This happened awhile after the Great Flood, and human language was still all the same, maybe an early semitic language.

 

Even after the devastating flood, humanity had not learned its lesson, or was forgetting. 

 

Things were going back to the way they were before the flood… people were becoming entirely selfish and worldly again. 

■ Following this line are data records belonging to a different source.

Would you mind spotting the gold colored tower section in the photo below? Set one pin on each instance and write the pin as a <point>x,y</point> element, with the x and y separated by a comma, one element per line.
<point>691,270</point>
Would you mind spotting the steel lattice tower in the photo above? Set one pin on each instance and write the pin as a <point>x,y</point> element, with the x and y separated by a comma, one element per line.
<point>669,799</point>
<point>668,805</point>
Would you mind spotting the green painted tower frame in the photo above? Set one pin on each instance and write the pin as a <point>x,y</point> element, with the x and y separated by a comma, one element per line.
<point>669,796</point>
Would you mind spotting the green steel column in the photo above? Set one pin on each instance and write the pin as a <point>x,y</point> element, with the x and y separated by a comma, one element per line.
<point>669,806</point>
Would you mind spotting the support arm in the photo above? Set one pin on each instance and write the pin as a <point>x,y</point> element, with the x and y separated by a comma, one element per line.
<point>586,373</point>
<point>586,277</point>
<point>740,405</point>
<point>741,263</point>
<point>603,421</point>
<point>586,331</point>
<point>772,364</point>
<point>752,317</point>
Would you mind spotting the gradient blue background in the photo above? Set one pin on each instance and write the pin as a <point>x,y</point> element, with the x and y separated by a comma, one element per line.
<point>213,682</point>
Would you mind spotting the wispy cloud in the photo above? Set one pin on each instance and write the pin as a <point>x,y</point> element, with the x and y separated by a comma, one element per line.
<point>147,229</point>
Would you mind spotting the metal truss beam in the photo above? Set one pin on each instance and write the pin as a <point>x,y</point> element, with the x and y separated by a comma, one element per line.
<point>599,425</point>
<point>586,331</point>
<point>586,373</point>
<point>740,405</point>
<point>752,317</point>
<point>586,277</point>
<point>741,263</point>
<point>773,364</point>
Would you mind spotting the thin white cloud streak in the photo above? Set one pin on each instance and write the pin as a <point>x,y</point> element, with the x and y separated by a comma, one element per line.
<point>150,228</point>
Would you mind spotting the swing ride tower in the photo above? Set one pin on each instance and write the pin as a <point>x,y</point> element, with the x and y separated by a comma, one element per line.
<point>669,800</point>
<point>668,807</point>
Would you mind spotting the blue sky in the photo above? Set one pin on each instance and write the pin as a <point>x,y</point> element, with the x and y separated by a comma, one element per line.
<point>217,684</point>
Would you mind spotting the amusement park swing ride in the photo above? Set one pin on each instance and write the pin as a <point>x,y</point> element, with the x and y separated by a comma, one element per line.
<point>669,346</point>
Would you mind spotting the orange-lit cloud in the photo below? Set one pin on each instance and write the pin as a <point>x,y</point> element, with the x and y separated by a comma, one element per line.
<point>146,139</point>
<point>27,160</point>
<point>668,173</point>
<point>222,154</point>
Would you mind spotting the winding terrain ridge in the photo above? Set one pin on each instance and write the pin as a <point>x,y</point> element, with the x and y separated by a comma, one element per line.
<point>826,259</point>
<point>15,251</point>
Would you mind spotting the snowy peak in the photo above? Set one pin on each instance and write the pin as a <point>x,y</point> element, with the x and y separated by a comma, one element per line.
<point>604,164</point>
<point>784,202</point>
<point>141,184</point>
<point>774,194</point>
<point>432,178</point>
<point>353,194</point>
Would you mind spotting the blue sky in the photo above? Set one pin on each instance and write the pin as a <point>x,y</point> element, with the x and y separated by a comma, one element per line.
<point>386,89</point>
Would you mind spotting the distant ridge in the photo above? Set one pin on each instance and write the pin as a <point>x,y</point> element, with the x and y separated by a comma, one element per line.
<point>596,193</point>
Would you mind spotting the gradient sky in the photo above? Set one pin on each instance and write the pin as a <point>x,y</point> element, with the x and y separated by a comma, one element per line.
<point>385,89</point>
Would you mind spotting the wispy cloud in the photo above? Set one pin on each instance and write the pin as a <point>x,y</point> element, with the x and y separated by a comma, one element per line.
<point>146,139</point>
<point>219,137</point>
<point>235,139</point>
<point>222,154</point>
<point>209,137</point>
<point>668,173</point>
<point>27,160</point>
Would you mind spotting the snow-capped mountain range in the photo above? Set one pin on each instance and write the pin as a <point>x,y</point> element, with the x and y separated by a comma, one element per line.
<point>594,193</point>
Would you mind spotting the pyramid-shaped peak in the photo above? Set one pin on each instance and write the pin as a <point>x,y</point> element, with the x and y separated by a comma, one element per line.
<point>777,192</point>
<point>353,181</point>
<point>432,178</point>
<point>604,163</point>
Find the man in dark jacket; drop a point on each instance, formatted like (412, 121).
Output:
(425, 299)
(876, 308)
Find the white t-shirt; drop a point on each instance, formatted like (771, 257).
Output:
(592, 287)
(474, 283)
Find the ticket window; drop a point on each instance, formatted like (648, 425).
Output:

They were using their common language and knowledge as a tool to defy God and mislead people.

 

They engineered and built a tower intended to reach into Heaven, where they imagined that they would ascend and become as gods.  

 

For the good of humanity, God intervened by scrambling their words, and mixing their language. 

 

No longer able to communicate and collaborate in their scheme against God, the people scattered and dispersed.

 

But from that very day on, God was working His plan to bring people back together again through His Son and His Spirit… but this time to work for and with Him, instead of against Him.

 

Their task would not be to build towers but to build relationships… relationships of trust in God, and of love with His people. 

 

And their common language would be a spiritual language, the message of the Gospel of Christ… God’s Word shared in every language. 

 

And that’s how it is for us, God’s people today. 

 

We said there are an estimated 6500 languages on the earth. 

 

By the spread of the Gospel around the world, beginning with the apostles and commissioned by Christ and carried out by the Church, the life-giving and life-changing Word of God is taught in many of those languages.

 

People in all nations are being brought to Christ in Baptism… washed with water as in whatever language, English, French, Swahili, Arabic, Chinese, and hundreds more, those powerful, saving words are proclaimed: I baptize you in the name of the Father, and of the Son, and of the Holy Spirit…

 

Engraved on our baptismal fount are the words of Jesus from Matthew 19:14, in German: Lasset die kindlein zu mir kommen. Let the little children come to me.

 

By the working of the Holy Spirit in Holy Baptism, another child of God is made… and His Kingdom of Grace on earth is expanded.

 

And that’s how His Church is built up, not by bricks stacked higher, but by souls redeemed, hearts washed clean, and minds enlightened.

 

And in heavenly languages, angels rejoice, as another dear child is set aside for a heavenly inheritance.

 

As the Holy Spirit empowered the apostles to proclaim the Gospel in many languages, so may all God’s people share and proclaim the Gospel in their native language… and in any secondary language they might know. 

 

Let us use our given language to better know Christ, and to make Him known.

 

Praising, praying, confessing, proclaiming, hearing, reading, teaching, learning, and sharing God’s Word is the biggest reason we have our language. 

 

So let us put it to good use, and joyfully praise God and share the Good News!

 

And as we do, the peace of God, which passes understanding, will guard our hearts and minds in Christ Jesus our Lord, whom we boldly proclaim in truth and love. Amen.